The mistake not only cost Hasina the throne, but the nation also lost hundreds of young people who fell victim to one person's lust for eternal power that manifested in unchecked police brutality.
Unlike the cliche "the past is past," I say the past is not past. There is a lot to answer for on the part of Hasina, her party and all those elements in society that helped prop her illegal ascendancy to, and repeated usurpation of, power through the help of state agencies. I am confident that the present dispensation will go into the litany of misdeeds of the erstwhile government over the last 15 years and those responsible for the desecration of people's rights, subversion of the country's interest for partisan gains, destruction of the state institutions and machineries, crippling of the country's economy, gross violation of human rights like enforced disappearance and extrajudicial killings, and the overall breakdown of law and order, will be put in the dock. Not only the past regime, but those government functionaries who knowingly participated in persecuting the regime's plan must also be held to account.
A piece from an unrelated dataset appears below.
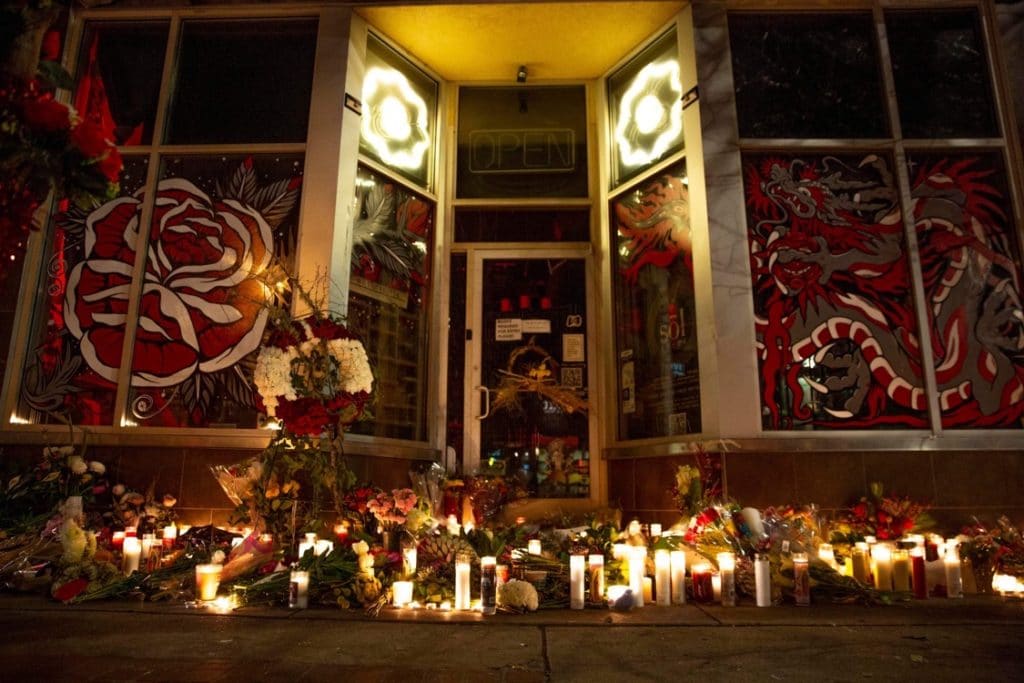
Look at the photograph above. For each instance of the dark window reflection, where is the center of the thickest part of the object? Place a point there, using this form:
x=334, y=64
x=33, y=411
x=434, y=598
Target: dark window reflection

But now, for the matter at hand.
An interim government is in place, and its members are persons with not only national and international repute but of impeccable character. But in a situation like this, no one will envy their position nor covet their job.
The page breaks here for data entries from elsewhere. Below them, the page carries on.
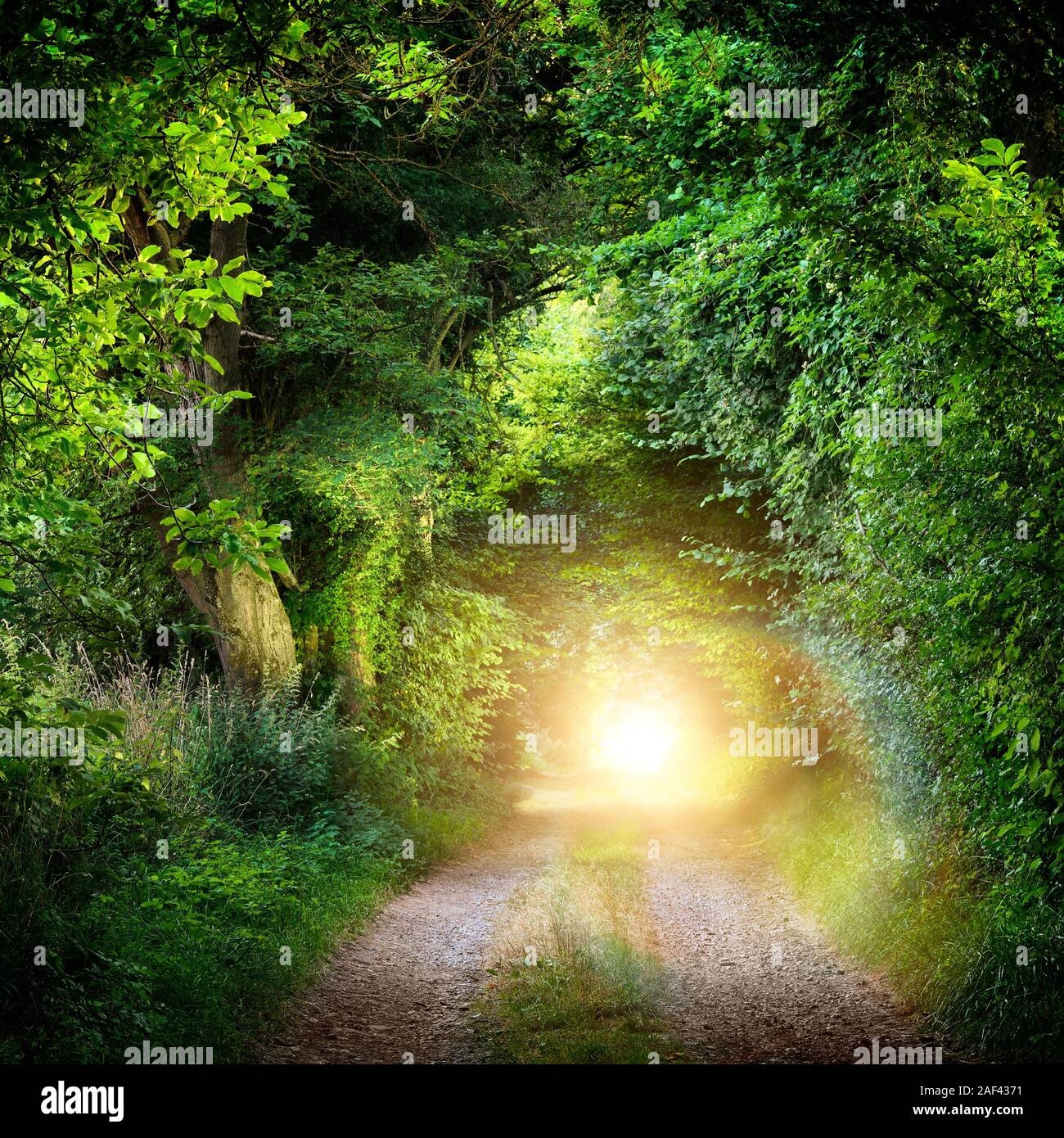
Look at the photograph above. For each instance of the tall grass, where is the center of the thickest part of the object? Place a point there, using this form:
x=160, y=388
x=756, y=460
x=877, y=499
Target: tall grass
x=183, y=882
x=576, y=980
They have a huge task in hand, an Augean stable caused by long years of accretion of muck will have to be cleared. Every single institution will have to be cleansed: the derailed administration, the partisan Election Commission and the Anti-Corruption Commission, whose application of the rules, it is alleged, varied depending on who the alleged offender it was dealing with. Standard of application differed, depending on whether one belonged to the ruling party or the opposition.
The police should be a major concern for the interim government. Hardly have I seen, if ever, the police being subjected to such public wrath. But by the same token, hardly have I seen the police act with such impunity, disregard for the rule of law and human rights. That is the inevitable outcome of a political regime's use of the state law enforcement and intelligence agencies to come to and retain power. The police wanted its pound of flesh from the Awami League and got it, even more, by way of a carte blanche for repression and coercion.
But I have a different take on the attack on police stations following the flight of Hasina. I believe it may have been part of a well-constructed conspiracy to destabilise the country.
The job is not done. It is only the beginning. Hostile intelligence agencies are busy spreading propaganda and falsehood about the situation in the country. Creating communal strife was, I believe, an alternative plan by hostile elements to start an internal division in the country to create grounds for reversing the result of the student revolution. I am confident that Bangladesh will never see a Gujarat. All sorts of attempts to undermine the student revolution have been thwarted, but many more attempts may be on the anvil to negate the gains.
The country has witnessed a new dawn, a second independence. We must not let our guard down and allow anyone to negate our new dawn.
Brig Gen Shahedul Anam Khan, ndc, psc (retd) is a former associate editor of The Daily Star.
Views expressed in this article are the author's own.